Not all platonic movements result in earthquakes. All land on our planet is constantly moving – so slowly it is barely noticeable. We’re talking literally millimeters a day – but even this small amount of force is enough to cause dramatic changes to the landscape over time.
Over thousands of years, flat sprawling lands may turn into hilly valleys. Thousands of years later, these hills are now mountain ranges – in the northern regions they are capped with snow and ice, but along the Ring of Fire, they are capped with lava domes.
The Ring of Fire is a horseshow-shaped area circling the Pacific Basin spanning some 40,000 KM. This ring is bound by tectonic plates, which is why it is home to over 75 percent of the world’s active and dormant volcanoes – 90 percent of the world’s earthquakes happen within this region too. At last count, there were 452 volcanoes in the Ring of Fire.
As the tectonic plates crash and collide, they build mountains, and the pressure from deep within the Earth’s molten crust is forced up into these mountains. As the molten lava bubbles up to the surface, some is released along the base and sides of these.
At the top of the mountain, bubbling lava cools and hardens at the very top, creating a rock-hard lava dome.
The pressure continues to build throughout the mountain, as the tectonic plates move the Earth around the mountain, constantly forcing more and more pressurized lava up and into the mountain.
Occasionally, if the pressure is too great, weaker areas of the mountain will explode, venting ash, rock and some lava. But over time, these natural vents may clog, cool and harden back into solid rock.
This creates pressure back down the volcano, which collides with the pressurized tectonic plate movements. When the pressure becomes too much, a plate may slip or slide, causing an earthquake. This is why earthquakes near volcanoes are a good sign the volcano is about to erupt – they are an indicator of the forces within the large mountain.
Eventually, the pressure all around may be too great for the mountain to contain, and rupture the lava dome at the top, causing a massive and sudden release of pressure – think of the force released from an exploding Champaign bottle – only much larger.
Or, occasionally, the earthquakes caused by all the pressure may be strong enough to actually rupture the lava dome at the top of the volcano, causing the sudden and massive eruption of the mountain.
As the volcano erupts into a fire ball, it shoots burning hot ash hundreds of feet into the air, as searing hot molten lava flows up and out, destroying everything in its path.
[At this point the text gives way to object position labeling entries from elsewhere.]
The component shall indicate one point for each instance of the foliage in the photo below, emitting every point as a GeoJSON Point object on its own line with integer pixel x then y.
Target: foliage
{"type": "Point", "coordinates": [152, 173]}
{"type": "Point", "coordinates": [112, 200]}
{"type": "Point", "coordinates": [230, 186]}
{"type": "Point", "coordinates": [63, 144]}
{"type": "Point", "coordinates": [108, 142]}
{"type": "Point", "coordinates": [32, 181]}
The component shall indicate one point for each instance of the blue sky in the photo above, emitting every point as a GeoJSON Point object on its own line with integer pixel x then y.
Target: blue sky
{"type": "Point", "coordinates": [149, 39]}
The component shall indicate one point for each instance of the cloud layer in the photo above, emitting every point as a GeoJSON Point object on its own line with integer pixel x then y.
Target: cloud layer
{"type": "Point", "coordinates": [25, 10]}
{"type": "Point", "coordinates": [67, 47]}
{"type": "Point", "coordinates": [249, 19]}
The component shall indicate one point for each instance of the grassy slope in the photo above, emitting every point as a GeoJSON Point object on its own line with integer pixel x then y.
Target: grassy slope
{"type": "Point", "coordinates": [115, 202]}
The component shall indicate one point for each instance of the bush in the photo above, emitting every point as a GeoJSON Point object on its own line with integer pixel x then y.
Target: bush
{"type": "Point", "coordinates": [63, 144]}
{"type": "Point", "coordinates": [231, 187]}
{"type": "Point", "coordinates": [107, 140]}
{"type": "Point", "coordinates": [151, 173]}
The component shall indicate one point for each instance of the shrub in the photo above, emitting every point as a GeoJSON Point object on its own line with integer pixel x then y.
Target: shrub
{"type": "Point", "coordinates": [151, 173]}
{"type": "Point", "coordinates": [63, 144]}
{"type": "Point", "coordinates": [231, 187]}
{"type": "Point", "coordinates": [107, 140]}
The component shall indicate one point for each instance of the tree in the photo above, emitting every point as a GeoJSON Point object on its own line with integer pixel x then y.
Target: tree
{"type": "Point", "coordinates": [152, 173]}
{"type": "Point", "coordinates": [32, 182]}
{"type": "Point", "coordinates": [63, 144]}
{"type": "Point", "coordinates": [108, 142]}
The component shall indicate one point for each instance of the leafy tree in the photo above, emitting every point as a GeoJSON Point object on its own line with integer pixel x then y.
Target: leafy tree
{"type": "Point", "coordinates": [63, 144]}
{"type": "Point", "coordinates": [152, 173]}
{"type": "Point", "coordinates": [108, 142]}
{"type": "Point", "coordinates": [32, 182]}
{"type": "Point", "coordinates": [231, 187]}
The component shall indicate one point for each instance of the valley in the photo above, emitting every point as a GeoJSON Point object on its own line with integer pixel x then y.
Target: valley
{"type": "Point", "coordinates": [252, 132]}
The Mayon volcano has killed over 1,200 people in its most violent eruption in 1814 – it’s last eruption occurred in 1993 – but many more could die this time around, as far more people call the neighboring 45 towns and cities circling the dangerous mountain’s base home.
Some of the cities in the “kill zone” for this 2,464 meter (8,077 foot) high massive mass of rocks the size of houses, and oozing hot lava flows include Legazpi, Ligao, Tobaco, Daraga, Camali, Guinobatan, Malililipot and Santo Domingo. The small island nation’s capital of Manila is about 500 kilometers (about 300 miles) from the six kilometer (3.7 mile) kill zone radiating out from the Mayon volcano. Anything within this area – and possibly even further – would be wiped off the planet if the volcano exploded.
The Mayon volcano has erupted 49 times since records of the large active mountain have been kept (since 1616). If it blows it’s lid as scientists are predicting, residents may have little to no warning, as predicting volcanic eruptions is not an exact science, that’s why 47, 285 people are being evacuated over the next 72-hours.